The below code is also a snippet, just like the login page snippet. It should be included in any and all pages on which you wish to check the login status of the visitor.

<?php

// Fetch the cookie value, if available
$userid = 0;
$cookiehash = "";
if (isset($_COOKIE['userhash'])) {
	$cookievalue = trim($_COOKIE['userhash']);
	$myvalues = explode("_", $cookievalue);

	if (count($myvalues) == 2) {
		$userid = intval($myvalues[0]);
		$cookiehash = $myvalues[1];
	}
}

// Variable keeping the logged in status
$isLoggedIn = false;

if ($userid > 0 && cookiehash != "") {
	// Open a database connection
	$db = mysql_connect("yourmysqlhost", "yourmysqluser", "yourmysqlpass") or die("No connection to MySQL Host made");
	mysql_select_db("yourmysqldatabase");

	// Check if the username exists
	$sql = "SELECT username, password FROM users WHERE userid = '".$userid."'";
	$resultset = mysql_query($sql) or die("SQL Error: ".mysql_error());
	if (mysql_num_rows($resultset) == 0) {
		// Username does not exist
		// Error message here

	} else {
		$dbinfo = mysql_fetch_assoc($resultset);
		$dbhash = md5($dbinfo['username'], $dbinfo['password']);

		if ($dbhash == $cookiehash) {
			$isLoggedIn = true;
		}
	}

	// We're done in the database, so connection can be closed
	mysql_close($db);
}

?>

The variable $isLoggedIn can be used to enable logged-in-only content on your website (such as a welcome message, or a logout button). Take a long and hard look at what I’m doing with the cookie value (both in setting it in the login script, as in this checking script). I’m applying -some- security measures to make sure it’s not blatantly obvious how to change the value so I become someone else: simply setting the userid for example wouldn’t be sufficient for obvious reasons. Best would be to add a socalled ‘salt’: a few random characters added to the username/password before hashing. An alternative is to add a timestamp before hashing. This will make the hash even more random and harder to crack by malicious users. How safe and complex you want the cookie value to be, is entirely up to you though, and whether the complexity lives up to its necessity is subject to the ultimate goal of your application.

#2

So, under the assumption this is implemented as it is here, how secure is this? And what other necessary security measures do I need to make? Thanks soooo much!

#3

The above implementation is susceptible for SQL injection and password sniffing.
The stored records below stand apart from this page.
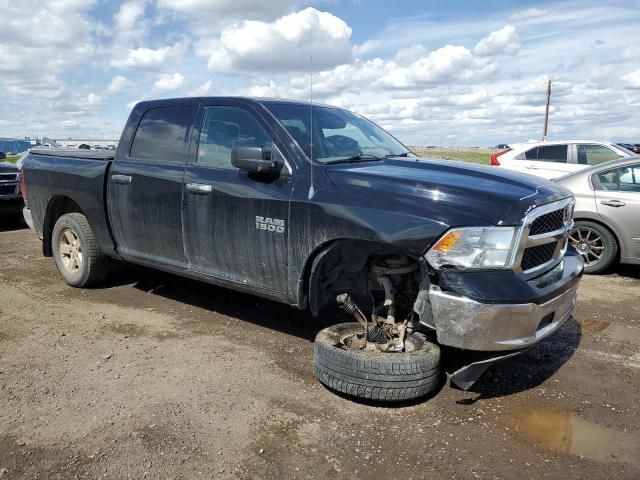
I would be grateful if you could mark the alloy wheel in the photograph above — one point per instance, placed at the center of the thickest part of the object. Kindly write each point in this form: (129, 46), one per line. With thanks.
(588, 243)
(70, 250)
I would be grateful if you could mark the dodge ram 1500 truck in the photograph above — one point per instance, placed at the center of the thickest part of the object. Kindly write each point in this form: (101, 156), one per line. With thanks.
(316, 206)
(10, 195)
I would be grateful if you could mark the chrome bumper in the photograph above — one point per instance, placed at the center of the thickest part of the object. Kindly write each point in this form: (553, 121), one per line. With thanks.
(464, 323)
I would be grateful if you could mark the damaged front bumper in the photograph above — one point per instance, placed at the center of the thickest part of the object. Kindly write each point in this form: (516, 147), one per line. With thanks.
(471, 324)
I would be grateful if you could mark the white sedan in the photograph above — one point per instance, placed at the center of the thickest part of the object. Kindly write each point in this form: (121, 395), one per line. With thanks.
(550, 159)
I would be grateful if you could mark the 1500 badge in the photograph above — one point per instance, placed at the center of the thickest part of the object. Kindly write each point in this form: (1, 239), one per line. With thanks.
(270, 224)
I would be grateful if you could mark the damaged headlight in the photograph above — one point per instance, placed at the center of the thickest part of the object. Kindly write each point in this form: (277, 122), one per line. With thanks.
(474, 247)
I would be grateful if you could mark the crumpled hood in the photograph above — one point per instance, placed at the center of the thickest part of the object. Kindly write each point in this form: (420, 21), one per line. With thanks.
(6, 167)
(450, 192)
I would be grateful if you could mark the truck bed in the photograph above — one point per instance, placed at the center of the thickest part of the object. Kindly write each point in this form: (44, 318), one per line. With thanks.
(75, 153)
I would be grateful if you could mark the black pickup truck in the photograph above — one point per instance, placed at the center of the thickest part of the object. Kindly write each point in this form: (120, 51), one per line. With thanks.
(10, 194)
(316, 206)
It could be open for more exploits, but right now, those are the two main concerns that I can see. SQL injection can be mitigated by using mysql_real_escape_string() on where you use user input ($username for example) in SQL queries. Password sniffing is a bit tougher to mitigate though. It has to do with sending the password plaintext over the network. It’s possible to implement your site using SSL security (port 443 / HTTPS) or to encrypt/hash the password before having it sent to the server (MD5 in JavaScript for example).